Comme les causes du stress sont très nombreuses (les relations sociales, le niveau de confiance en autrui, l’alimentation, etc.), le revenu n’est évidemment pas le seul facteur qui l’affecte. Ici, nous avons établi une corrélation peu étudiée. Afin d’établir avec davantage de certitude s’il y a une relation de causalité derrière ces chiffres, une analyse plus approfondie et, surtout, des données recueillies sur une plus longue période seraient nécessaires.
Qu’en est-il de l’âge?
Les données récoltées nous permettent d’observer un dernier point intéressant, soit la relation entre l’âge et le niveau de stress. La figure suivante montre l’évolution du niveau de stress selon le groupe d’âge des répondants.
On constate que les individus commencent leur vie active en ressentant de plus en plus de stress pour atteindre un sommet à 35-39 ans. Ensuite, le stress diminue graduellement et on retrouve le niveau initial seulement à 60-64 ans, soit l’âge de la retraite. Il est certain que les sources de stress varient d’une période à l’autre, mais être capable d’identifier ces déterminants est crucial. Il s’agit d’un enjeu d’équité intergénérationnelle. Dans une société, tous, selon leur niveau d’âge, devraient avoir les outils pour faire face au stress qu’ils vivent. En constatant une inégalité, certains groupes d’âge pourraient être ciblés par les politiques publiques afin de leur donner les ressources nécessaires.
Pour clore le tout
Ces résultats permettent de jeter un regard nouveau sur une dimension inquiétante des inégalités sociales : si le stress affecte négativement l’espérance de vie, la santé mentale, la qualité des relations familiales, les habitudes alimentaires et les propensions à développer des dépendances, celui-ci est donc particulièrement pernicieux puisqu’il contribue à maintenir les personnes à faible revenu dans une situation défavorable. S’enclenche alors un cercle vicieux : le stress tend à maintenir cette situation précaire, qui elle-même est une source d’angoisse et de stress. Un individu issu de milieux défavorisés sera plus stressé, performera moins bien au travail et n’aura pas accès aux mêmes promotions que son collègue n’ayant pas ces « handicaps ».

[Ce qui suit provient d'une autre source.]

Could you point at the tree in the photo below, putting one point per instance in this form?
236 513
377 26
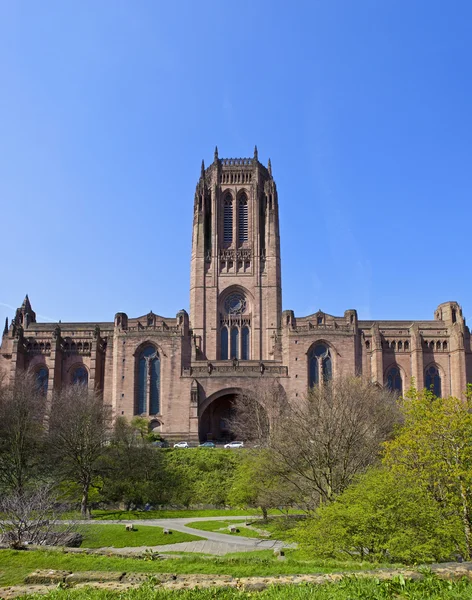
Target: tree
31 515
380 517
255 409
22 419
133 469
256 485
79 429
435 447
319 443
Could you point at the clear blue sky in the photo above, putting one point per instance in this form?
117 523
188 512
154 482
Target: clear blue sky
107 108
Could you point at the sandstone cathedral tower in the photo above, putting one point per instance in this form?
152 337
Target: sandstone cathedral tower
182 373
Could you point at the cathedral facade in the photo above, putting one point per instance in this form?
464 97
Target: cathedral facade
183 373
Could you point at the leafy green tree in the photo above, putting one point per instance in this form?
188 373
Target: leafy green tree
256 485
199 475
133 468
381 517
79 431
434 446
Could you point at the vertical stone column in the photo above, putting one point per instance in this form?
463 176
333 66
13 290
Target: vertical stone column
377 356
417 362
55 369
457 366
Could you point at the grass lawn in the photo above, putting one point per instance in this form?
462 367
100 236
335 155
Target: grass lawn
15 565
349 589
101 536
223 527
127 515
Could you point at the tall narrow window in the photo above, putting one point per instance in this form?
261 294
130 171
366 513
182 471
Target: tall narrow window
245 343
319 365
394 380
234 343
432 380
149 380
224 343
42 376
80 376
228 220
243 219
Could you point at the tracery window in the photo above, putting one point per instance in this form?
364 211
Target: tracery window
243 219
224 343
432 380
319 365
245 343
42 376
234 343
228 220
149 382
80 376
235 328
394 380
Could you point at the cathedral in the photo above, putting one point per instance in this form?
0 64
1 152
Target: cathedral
182 373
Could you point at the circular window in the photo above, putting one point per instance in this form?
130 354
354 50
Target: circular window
235 304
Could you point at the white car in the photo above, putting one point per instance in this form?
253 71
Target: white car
235 445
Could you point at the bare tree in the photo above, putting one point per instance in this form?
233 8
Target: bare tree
320 442
31 516
22 413
79 429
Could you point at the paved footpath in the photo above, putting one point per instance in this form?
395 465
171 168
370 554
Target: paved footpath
215 543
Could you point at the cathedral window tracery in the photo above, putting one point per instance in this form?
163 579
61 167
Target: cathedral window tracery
42 376
235 325
80 376
432 380
149 380
228 220
243 219
394 380
320 367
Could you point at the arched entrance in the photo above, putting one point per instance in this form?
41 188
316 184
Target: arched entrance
235 413
215 419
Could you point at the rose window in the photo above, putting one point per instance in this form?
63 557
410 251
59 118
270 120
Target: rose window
235 304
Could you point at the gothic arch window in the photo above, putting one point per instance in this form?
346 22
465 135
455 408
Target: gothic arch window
234 342
149 382
228 220
245 343
394 380
320 365
224 343
432 380
42 376
80 376
235 327
243 219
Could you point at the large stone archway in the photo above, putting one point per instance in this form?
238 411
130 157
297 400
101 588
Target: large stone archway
215 420
222 417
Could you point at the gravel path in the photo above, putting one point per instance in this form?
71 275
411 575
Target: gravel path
215 543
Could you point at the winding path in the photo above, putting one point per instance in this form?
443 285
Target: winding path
215 543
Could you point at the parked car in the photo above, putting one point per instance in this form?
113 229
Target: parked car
181 445
235 445
160 444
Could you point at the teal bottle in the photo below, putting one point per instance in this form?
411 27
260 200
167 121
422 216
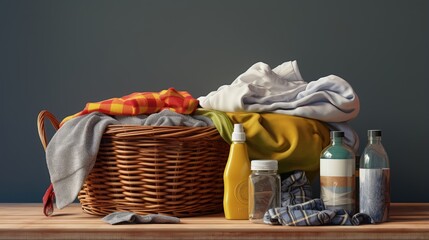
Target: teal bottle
374 175
337 175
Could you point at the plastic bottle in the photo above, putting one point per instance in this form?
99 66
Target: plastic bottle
337 174
235 177
264 189
374 175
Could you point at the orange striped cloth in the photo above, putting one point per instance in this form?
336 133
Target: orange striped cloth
142 103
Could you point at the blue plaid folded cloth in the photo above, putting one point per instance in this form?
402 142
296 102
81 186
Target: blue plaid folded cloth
298 210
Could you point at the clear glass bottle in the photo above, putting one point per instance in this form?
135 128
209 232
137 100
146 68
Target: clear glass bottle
264 189
374 175
337 174
236 176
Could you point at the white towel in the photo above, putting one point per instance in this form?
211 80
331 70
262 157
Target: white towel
282 90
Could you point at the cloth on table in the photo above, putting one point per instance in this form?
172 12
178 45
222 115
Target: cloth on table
133 218
313 213
295 188
296 142
298 209
72 151
282 90
142 103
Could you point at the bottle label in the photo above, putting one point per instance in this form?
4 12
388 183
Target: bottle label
337 182
374 197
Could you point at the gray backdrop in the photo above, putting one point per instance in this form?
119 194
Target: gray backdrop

Si l’éducation permet de briser le cercle de pauvreté, traiter de la question du stress dans la sphère politique pourrait en faire tout autant. Par exemple, développer un indicateur actualisé à chaque recensement de Statistique Canada permettrait d’étudier plus amplement les variables qui l’affectent. De plus, en médiatisant un tel indicateur, le niveau de stress des individus pourrait progressivement devenir un enjeu électoral et ainsi donner lieu à davantage de politiques publiques visant à l’amélioration de cette composante essentielle du bien-être.